# MyColorScreen Invitations



## davidjr621 (Jun 6, 2011)

I am giving away 4 MyColorScreen invitations on G+

Heres how to enter!
https://plus.google.com/105239361028930170718/posts/PFEK4S6sBsK

Winners will be chosen at Random

Ends: Monday Morning at 11 A.M.


----------



## JsinLegacy (Jun 7, 2011)

WTH is MyColorScreen?


----------



## poontab (Jun 7, 2011)

JsinLegacy said:


> WTH is MyColorScreen?


Basically a lazy mans phone PSD. It's nice.


----------



## JsinLegacy (Jun 7, 2011)

Oh... so it does the work for me that I could do in PS...


----------



## davidjr621 (Jun 6, 2011)

JsinLegacy said:


> Oh... so it does the work for me that I could do in PS...

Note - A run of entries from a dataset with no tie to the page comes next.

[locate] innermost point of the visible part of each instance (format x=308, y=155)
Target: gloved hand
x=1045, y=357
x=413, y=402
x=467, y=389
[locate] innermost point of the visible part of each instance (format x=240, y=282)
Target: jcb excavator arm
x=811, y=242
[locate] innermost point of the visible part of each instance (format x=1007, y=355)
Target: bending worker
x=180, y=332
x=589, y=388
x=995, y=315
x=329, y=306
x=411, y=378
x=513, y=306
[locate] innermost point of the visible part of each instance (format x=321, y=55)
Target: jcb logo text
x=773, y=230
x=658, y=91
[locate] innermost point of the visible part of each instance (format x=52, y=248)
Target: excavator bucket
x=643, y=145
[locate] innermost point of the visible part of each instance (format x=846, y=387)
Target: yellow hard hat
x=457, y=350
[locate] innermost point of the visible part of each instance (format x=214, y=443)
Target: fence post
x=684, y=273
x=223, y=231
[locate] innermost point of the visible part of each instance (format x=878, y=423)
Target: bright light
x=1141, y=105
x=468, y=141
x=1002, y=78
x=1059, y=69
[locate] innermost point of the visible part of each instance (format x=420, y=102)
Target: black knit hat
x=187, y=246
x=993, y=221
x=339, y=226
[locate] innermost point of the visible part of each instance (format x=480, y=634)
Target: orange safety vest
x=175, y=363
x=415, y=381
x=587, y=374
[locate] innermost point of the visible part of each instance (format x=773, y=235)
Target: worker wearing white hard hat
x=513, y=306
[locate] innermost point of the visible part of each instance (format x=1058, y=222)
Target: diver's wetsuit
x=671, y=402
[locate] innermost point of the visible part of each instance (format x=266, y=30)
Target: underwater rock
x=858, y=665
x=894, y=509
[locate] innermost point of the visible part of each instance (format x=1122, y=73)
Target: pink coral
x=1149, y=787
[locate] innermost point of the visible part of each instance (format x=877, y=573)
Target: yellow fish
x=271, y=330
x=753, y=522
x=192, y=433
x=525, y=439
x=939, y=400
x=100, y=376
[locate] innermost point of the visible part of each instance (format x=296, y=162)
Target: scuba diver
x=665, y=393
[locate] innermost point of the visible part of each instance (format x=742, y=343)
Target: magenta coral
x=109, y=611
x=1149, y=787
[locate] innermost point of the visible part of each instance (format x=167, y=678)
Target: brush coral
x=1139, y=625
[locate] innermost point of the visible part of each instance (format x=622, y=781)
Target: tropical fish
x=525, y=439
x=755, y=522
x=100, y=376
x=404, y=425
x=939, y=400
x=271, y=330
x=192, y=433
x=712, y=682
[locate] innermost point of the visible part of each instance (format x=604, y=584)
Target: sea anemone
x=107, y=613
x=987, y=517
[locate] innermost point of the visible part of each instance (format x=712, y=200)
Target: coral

I just think its an easier way to share screenshots


----------



## poontab (Jun 7, 2011)

davidjr621 said:


> I just think its an easier way to share screenshots


Looks cool too & much cheaper than paying for a PSD or making your own. If anyone isn't in it I encourage you to take advantage of davidjr621's offer of the invite while it lasts.


----------



## MeHappy (Jun 21, 2011)

I think I deserve one because I take and post a lot of screenshots on various threads and it's pretty slow to put them into photoshop and align them with the phone overlays that I cut out.


----------



## JsinLegacy (Jun 7, 2011)

davidjr621 said:


> I just think its an easier way to share screenshots


Is there a mobile app...or does it still have to be done on PC....i have a PsD for tbolt already but a mobile app would be nice


----------